Porter v. HarperAnnotate this Case
477 S.W.2d 778 (1972)
Maude PORTER, Appellant, v. Thomas E. HARPER a/k/a Thomas E. Dickerson et al., Appellees.
Court of Appeals of Kentucky.
March 3, 1972.
Ralph N. Walter, Nickell & Walter, West Liberty, for appellant.
Charles S. Sinnette, Ashland, for appellees.
STEINFELD, Chief Justice.
Appellant Maude Porter sued appellees Thomas E. Harper, also known as Thomas E. Dickerson, and his wife, Bonnie Jo Dickerson, to recover certain real estate. She pleaded that conveyances had been made to put title temporarily in Dickerson, her son, with the understanding that he would reconvey the property to her, thus creating a trust in her favor. By answer, appellees denied all allegations of the complaint. Proof was taken, after which the trial court made findings of fact, reached conclusions of law, and adjudged that Mrs. Porter's claim was without merit and that the action should be dismissed. From that judgment Mrs. Porter appeals. We affirm.
Pursuant to CR 75.01, appellant designated "* * * for inclusion in the record on appeal * * * the entire record as filed in the office of the Elliott Circuit Court Clerk, including all pleadings, motions, orders and judgment of every kind and nature in said proceeding." Whether appellant intended for the evidence *779 which was heard to be included, we do not know. The record before us contains copies of the various deeds referred to in the briefs but neither transcript of evidence authorized by CR 75.02 nor a narrative statement under CR 75.13. The exhibited deeds contain nothing to support Mrs. Porter's claim.

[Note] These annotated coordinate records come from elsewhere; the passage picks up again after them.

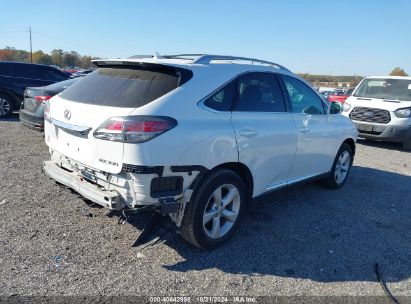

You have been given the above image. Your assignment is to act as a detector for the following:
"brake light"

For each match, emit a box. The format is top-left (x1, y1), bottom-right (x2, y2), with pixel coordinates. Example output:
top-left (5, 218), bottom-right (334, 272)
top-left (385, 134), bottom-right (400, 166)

top-left (93, 116), bottom-right (177, 143)
top-left (34, 95), bottom-right (53, 102)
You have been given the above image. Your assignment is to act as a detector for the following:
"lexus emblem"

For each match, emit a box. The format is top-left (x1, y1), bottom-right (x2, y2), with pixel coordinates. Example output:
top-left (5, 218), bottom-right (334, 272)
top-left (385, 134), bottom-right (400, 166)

top-left (64, 110), bottom-right (71, 120)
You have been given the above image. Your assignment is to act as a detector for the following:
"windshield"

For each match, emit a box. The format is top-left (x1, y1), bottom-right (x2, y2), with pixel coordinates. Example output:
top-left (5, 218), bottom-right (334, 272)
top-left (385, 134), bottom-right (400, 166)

top-left (354, 78), bottom-right (411, 101)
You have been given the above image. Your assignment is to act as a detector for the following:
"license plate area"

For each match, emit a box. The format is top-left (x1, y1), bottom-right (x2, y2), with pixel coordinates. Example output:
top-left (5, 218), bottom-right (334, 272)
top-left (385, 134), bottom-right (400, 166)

top-left (24, 98), bottom-right (39, 112)
top-left (357, 124), bottom-right (374, 132)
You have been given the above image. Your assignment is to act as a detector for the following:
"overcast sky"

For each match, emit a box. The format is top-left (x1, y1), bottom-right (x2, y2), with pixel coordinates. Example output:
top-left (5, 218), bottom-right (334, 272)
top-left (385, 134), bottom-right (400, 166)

top-left (0, 0), bottom-right (411, 76)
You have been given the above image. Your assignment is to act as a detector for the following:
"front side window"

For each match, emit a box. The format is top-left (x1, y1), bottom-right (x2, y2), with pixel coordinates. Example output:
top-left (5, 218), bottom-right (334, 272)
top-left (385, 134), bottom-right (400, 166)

top-left (281, 76), bottom-right (324, 114)
top-left (235, 72), bottom-right (286, 112)
top-left (204, 80), bottom-right (237, 111)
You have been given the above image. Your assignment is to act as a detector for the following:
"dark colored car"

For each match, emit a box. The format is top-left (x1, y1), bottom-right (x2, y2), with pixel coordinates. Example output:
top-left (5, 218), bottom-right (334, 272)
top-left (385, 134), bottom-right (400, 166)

top-left (19, 78), bottom-right (79, 131)
top-left (0, 61), bottom-right (69, 117)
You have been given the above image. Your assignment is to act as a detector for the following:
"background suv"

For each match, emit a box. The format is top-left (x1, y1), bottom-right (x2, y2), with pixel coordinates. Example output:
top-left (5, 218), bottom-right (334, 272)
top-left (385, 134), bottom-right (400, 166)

top-left (344, 76), bottom-right (411, 150)
top-left (19, 78), bottom-right (79, 131)
top-left (0, 61), bottom-right (69, 117)
top-left (43, 55), bottom-right (357, 248)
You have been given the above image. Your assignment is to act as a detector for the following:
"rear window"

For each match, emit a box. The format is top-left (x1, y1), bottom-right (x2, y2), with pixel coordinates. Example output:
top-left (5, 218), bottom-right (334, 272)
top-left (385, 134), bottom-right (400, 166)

top-left (61, 66), bottom-right (192, 108)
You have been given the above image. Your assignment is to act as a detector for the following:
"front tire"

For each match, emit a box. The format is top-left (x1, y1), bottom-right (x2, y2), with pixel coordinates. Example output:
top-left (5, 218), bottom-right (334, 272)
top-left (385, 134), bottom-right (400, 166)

top-left (322, 143), bottom-right (353, 189)
top-left (0, 93), bottom-right (14, 118)
top-left (181, 169), bottom-right (248, 249)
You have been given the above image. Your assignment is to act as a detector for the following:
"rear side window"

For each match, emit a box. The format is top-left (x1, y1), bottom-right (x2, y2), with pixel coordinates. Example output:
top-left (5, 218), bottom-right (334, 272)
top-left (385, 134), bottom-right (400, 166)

top-left (61, 66), bottom-right (192, 108)
top-left (282, 76), bottom-right (324, 115)
top-left (235, 72), bottom-right (286, 112)
top-left (204, 80), bottom-right (237, 111)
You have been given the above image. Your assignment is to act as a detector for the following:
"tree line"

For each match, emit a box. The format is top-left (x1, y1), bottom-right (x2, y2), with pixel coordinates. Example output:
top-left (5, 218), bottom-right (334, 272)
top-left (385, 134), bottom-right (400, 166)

top-left (0, 47), bottom-right (98, 69)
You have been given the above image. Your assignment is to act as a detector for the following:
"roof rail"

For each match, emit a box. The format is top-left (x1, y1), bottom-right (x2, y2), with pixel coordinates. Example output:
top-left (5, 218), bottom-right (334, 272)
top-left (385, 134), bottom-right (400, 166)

top-left (198, 55), bottom-right (289, 71)
top-left (125, 53), bottom-right (290, 72)
top-left (163, 54), bottom-right (290, 71)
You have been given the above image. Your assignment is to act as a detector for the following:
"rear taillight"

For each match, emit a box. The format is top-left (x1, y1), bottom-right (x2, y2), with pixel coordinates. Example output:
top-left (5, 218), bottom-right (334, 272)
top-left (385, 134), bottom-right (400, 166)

top-left (44, 101), bottom-right (51, 121)
top-left (93, 116), bottom-right (177, 143)
top-left (34, 95), bottom-right (53, 102)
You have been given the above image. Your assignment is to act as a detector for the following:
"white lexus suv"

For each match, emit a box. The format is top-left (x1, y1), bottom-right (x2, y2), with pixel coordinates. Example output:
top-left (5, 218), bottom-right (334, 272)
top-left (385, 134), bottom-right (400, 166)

top-left (343, 76), bottom-right (411, 150)
top-left (43, 55), bottom-right (357, 249)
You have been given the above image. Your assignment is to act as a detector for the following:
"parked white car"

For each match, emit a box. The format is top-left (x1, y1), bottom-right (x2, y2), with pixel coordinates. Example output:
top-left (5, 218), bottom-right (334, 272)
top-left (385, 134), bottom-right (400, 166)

top-left (43, 55), bottom-right (357, 248)
top-left (343, 76), bottom-right (411, 150)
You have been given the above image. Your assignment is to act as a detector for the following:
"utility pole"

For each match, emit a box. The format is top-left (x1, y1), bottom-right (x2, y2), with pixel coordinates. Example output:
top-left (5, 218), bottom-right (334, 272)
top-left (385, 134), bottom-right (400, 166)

top-left (29, 26), bottom-right (33, 63)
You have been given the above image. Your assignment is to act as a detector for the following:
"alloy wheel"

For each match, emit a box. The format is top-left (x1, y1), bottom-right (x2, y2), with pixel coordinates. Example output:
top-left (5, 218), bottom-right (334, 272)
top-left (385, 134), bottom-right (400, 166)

top-left (203, 184), bottom-right (241, 239)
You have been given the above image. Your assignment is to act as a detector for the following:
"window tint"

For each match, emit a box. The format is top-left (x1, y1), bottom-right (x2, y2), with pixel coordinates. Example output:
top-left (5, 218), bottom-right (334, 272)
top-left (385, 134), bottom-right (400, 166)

top-left (41, 69), bottom-right (68, 81)
top-left (0, 63), bottom-right (26, 77)
top-left (204, 80), bottom-right (237, 111)
top-left (61, 66), bottom-right (192, 108)
top-left (281, 76), bottom-right (324, 114)
top-left (235, 73), bottom-right (285, 112)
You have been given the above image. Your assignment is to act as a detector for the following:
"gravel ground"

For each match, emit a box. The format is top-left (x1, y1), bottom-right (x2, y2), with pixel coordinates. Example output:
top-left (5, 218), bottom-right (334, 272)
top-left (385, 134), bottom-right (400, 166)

top-left (0, 117), bottom-right (411, 301)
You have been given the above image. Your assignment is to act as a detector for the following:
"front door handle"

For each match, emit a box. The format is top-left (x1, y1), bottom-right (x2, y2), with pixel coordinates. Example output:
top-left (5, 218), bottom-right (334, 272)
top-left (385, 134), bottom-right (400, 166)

Appellant attacks the findings of fact made pursuant to CR 52.01 as being contrary to the evidence and throughout her brief reference is made to testimony of various witnesses. Without the evidence being presented to us, we are confined in our review to a determination as to whether the pleadings support the judgment and on all issues of fact in dispute "* * * we are required to assume that the evidence supports the finding of the lower court." Hamblin v. Johnson, Ky., 254 S.W.2d 76 (1953); Burberry v. Bridges, Ky., 427 S.W.2d 583 (1968). The pleadings support the judgment, which is affirmed.